XML What is it Good For?

This will be the first post in a series about penetration testing web services. This first post will be a quick review of what XML is and then go over a brief example of interacting with some XML data. While talking about XML may seem a bit elementary it does lend itself to making you think about ways to store and share data which is perfect for our purposes, also I wanted to start this series from the ground and work my way up. Here we go…

XML

EXtensible Markup Language(XML) is a markup language (it uses tags and looks a lot like HTML) used to describe data. What does that mean? Most applications of sufficient complexity have many instances in which they will need to save, transmit, or retrieve data. That data will need to be in some format that will make it so that when we look at it again later we know what it is. If you saved all of your TODO items in a text file called my-todo-08-2015.txt you will know exactly what is in there, but for an application we would need a way to describe what each item in the file is. As a simple comparison in HTML we have a bunch of predefined tags that tell a browser how to read our data. For instance, the h1 tag tells the browser that the text is a heading. Your browser knows every time it sees that tag to draw it a specific way.

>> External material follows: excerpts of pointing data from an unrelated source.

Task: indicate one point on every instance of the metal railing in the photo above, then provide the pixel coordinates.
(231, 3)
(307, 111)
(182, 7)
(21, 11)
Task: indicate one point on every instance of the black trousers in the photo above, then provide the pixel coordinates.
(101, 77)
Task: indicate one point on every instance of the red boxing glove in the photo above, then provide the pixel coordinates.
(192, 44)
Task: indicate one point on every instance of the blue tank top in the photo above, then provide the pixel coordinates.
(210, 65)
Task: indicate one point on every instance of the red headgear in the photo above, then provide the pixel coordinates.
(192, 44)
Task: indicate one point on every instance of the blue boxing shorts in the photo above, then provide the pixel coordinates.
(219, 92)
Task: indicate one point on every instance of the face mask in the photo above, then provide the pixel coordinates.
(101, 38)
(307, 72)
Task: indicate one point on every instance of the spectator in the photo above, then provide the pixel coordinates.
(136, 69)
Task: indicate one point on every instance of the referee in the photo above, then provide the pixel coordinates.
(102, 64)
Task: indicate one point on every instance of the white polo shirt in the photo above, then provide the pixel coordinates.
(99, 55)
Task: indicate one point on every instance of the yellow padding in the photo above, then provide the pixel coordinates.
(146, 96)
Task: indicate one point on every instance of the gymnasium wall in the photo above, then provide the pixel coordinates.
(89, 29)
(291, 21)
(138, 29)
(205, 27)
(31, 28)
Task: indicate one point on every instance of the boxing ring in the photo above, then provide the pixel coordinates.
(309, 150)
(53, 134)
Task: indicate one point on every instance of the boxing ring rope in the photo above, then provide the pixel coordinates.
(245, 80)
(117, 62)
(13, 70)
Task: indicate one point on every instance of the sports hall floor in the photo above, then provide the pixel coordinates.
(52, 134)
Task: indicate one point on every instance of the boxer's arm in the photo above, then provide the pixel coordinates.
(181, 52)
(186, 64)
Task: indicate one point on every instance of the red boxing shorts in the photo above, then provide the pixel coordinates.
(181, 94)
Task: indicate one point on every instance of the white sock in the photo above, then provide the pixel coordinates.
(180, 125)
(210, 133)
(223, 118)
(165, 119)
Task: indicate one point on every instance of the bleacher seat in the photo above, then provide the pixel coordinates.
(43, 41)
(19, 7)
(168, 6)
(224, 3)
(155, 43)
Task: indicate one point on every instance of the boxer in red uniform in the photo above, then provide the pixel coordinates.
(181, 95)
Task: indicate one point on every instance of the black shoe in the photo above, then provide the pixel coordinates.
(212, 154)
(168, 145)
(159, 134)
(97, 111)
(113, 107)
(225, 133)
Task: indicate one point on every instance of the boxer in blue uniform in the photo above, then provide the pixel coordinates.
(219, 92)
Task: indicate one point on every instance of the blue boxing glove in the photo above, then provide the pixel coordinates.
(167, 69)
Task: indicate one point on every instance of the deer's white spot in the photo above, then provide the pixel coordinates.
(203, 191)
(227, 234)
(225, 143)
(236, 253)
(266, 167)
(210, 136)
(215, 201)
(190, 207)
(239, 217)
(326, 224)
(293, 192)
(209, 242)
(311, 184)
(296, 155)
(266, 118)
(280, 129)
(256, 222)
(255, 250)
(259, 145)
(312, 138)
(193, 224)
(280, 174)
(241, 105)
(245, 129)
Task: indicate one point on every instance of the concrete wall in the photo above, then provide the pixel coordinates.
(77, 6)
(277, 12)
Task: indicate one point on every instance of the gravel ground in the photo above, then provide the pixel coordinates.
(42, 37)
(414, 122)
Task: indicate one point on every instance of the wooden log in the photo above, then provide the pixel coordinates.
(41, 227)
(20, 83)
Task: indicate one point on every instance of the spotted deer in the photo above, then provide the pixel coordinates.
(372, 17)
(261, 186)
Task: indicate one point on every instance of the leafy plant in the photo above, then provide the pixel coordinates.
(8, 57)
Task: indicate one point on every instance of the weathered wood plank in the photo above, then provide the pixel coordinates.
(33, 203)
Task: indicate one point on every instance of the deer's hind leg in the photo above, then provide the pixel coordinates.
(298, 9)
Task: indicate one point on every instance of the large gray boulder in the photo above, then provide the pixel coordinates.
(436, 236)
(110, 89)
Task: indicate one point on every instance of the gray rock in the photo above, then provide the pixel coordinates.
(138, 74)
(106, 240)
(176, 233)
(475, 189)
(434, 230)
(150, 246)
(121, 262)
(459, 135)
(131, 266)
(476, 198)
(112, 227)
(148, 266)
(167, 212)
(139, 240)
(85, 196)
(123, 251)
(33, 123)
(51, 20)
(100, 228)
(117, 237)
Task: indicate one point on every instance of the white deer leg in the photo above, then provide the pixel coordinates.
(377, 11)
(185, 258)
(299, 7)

Some other things we might want for our method of storage is that it be readable by different browsers, applications, or platforms. The beauty of XML is that it does all these things and makes it so you can invent whatever tags you need to describe the data you are serializing.

Now we have talked about it for a bit let’s look at an example. Let’s say we have an application that tracks our meals. We might want to save our data like this:

<?xml version="1.0" encoding="UTF-8"?>
<meal>
    <food category='legumes'>
        <name>beans</name>
        <calories>30</calories>
        <fats>2</fats>
        <carbs>2</carbs>
        <protien>2</protien>
    </food>
    <food category='veggie'>
        <name>carrots</name>
        <calories>30</calories>
        <fats>2</fats>
        <carbs>2</carbs>
        <protien>2</protien>
    </food>
</meal>

Great Example - What Am I Looking At?

A few key things to point out in the example above.

The Root The Tree

The first line is just the declaration telling the world this is an XML document. Next up we have the root element ‘meal’. This is important and is a required part of every XML document. Indented inside of the meal tag is a food tag which in turn has it’s own sub elements (eg. name, calories, etc).

The Family

Another way to refer to these relationships is parents, children, and siblings. You can probably guess that in the above ‘food’ is a child of ‘meal’ and ‘name’ is a sibling of ‘calories’.

So What is an Element

Next up is elements. An element is everything from (including) the element’s start tag to (including) the element’s end tag. In our example above beans is an element. A few other terminology points:

  • The ‘food’ element has element contents, because it contains other elements.
  • The food element also has an attribute category=“.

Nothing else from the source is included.